Read Genesis 37:2–11, 31–35
Introduction
The final section of the book of Genesis focuses on the story of the family of Jacob. What became of his children? This is the meaning of Genesis 37:2, where the last major section of Genesis is introduced. We notice again that though Jacob is mentioned in verse 2, the next chapters (Gen. 37–50) focus on Joseph, Judah, and the rest of the sons of Jacob. The inspired spotlight now falls more on the next generation of patriarchs. To be sure, Jacob is still in the story line, but he begins to recede to the background in these chapters.
Israel loves Joseph more (37:2–11)
The story line from Genesis 37 really now switches to Joseph (and Judah). Yet the Joseph story is all part of the account of Jacob (Gen. 37:2). God’s work in Joseph’s heart and life is for His covenant people, to save them all alive.

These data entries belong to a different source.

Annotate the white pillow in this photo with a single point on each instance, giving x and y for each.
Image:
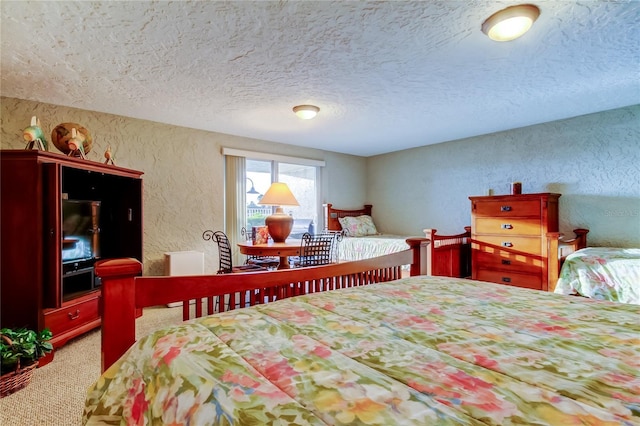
(358, 226)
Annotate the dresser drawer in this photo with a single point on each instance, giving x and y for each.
(507, 226)
(72, 315)
(506, 261)
(510, 208)
(507, 243)
(510, 278)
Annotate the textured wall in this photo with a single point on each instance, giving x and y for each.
(183, 171)
(592, 160)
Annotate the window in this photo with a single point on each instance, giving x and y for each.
(301, 179)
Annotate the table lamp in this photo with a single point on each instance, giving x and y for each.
(279, 223)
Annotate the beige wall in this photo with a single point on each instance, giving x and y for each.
(593, 161)
(183, 171)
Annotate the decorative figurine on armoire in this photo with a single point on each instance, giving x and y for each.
(34, 136)
(72, 139)
(109, 156)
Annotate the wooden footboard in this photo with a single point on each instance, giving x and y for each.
(564, 247)
(123, 291)
(449, 255)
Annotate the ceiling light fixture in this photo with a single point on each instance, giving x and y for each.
(510, 23)
(306, 112)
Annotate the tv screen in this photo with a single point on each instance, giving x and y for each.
(80, 230)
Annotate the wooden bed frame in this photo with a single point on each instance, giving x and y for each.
(448, 255)
(557, 244)
(124, 291)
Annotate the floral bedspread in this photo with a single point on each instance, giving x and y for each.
(358, 248)
(603, 273)
(417, 351)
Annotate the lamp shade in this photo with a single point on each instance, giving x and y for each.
(280, 224)
(278, 194)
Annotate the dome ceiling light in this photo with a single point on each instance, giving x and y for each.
(306, 112)
(510, 23)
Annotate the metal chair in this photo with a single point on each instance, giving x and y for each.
(268, 262)
(225, 256)
(318, 249)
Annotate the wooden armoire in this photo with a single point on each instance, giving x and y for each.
(59, 215)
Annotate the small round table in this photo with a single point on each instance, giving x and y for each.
(282, 250)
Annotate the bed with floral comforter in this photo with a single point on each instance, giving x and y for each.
(369, 246)
(417, 351)
(603, 273)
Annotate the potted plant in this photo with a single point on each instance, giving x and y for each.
(20, 350)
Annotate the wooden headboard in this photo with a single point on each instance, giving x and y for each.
(332, 215)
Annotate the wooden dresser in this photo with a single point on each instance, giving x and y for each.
(508, 238)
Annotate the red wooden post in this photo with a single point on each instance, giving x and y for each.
(118, 289)
(419, 247)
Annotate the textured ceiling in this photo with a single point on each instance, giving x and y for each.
(387, 75)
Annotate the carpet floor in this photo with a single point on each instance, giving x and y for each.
(56, 394)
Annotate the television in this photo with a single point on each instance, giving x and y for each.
(80, 231)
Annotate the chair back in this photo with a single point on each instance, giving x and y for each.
(224, 250)
(317, 249)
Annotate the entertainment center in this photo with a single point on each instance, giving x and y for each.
(60, 215)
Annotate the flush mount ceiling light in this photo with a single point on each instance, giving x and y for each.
(306, 112)
(510, 23)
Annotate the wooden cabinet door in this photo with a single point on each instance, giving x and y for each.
(52, 238)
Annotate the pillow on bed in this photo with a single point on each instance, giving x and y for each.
(358, 226)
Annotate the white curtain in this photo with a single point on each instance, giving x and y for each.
(235, 211)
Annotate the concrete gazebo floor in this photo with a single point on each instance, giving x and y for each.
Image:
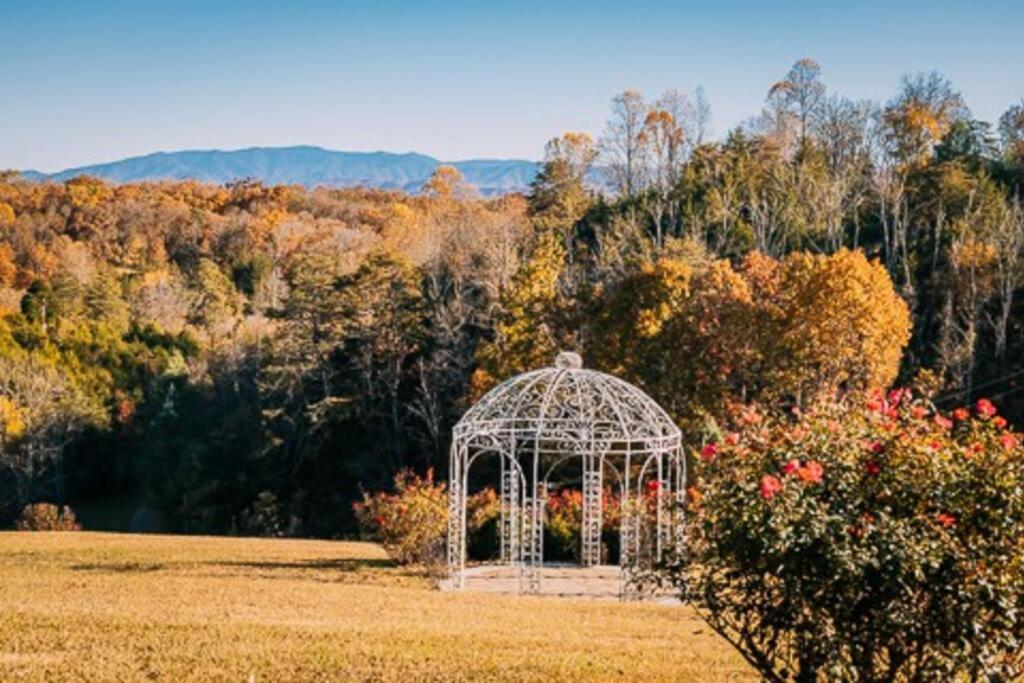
(566, 581)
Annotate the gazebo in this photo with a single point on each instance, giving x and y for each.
(568, 426)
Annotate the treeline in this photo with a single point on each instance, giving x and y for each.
(246, 358)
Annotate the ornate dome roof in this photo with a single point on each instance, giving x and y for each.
(566, 407)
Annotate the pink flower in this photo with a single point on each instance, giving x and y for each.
(709, 452)
(985, 408)
(769, 486)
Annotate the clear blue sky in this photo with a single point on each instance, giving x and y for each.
(91, 81)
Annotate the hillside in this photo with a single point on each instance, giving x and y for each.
(96, 606)
(307, 166)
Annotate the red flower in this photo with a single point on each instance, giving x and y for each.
(812, 472)
(769, 486)
(709, 452)
(694, 495)
(985, 408)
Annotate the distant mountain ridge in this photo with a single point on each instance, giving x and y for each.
(309, 166)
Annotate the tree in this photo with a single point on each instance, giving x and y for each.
(800, 94)
(530, 330)
(1012, 131)
(382, 318)
(921, 115)
(624, 145)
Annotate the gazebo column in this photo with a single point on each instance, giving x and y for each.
(532, 540)
(510, 514)
(592, 518)
(457, 519)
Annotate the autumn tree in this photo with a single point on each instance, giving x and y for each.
(799, 95)
(624, 145)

There are some striking parallels in the household of Jacob and that of his own father Isaac. Isaac had favored Esau while Rebekah had favored Jacob. Jacob had a favorite wife, the beautiful Rachel, and she born a son, Joseph, while the family was still in Paddan-Aram. He is a son of his father’s old age, and Israel loves him more than his other sons. This favoritism does not escape notice by the other sons, Joseph’s half-brothers. Jacob even favors Joseph with a special coat, perhaps one with long sleeves, the kind worn by royal children. Later on, King David’s daughter Tamar will wear a similar kind of garment (see 2 Sam. 13:18). Perhaps Israel (Jacob) is giving out a not so subtle hint that Joseph will be the son to inherit the leadership role in the family after Israel dies, even though he is not the oldest son.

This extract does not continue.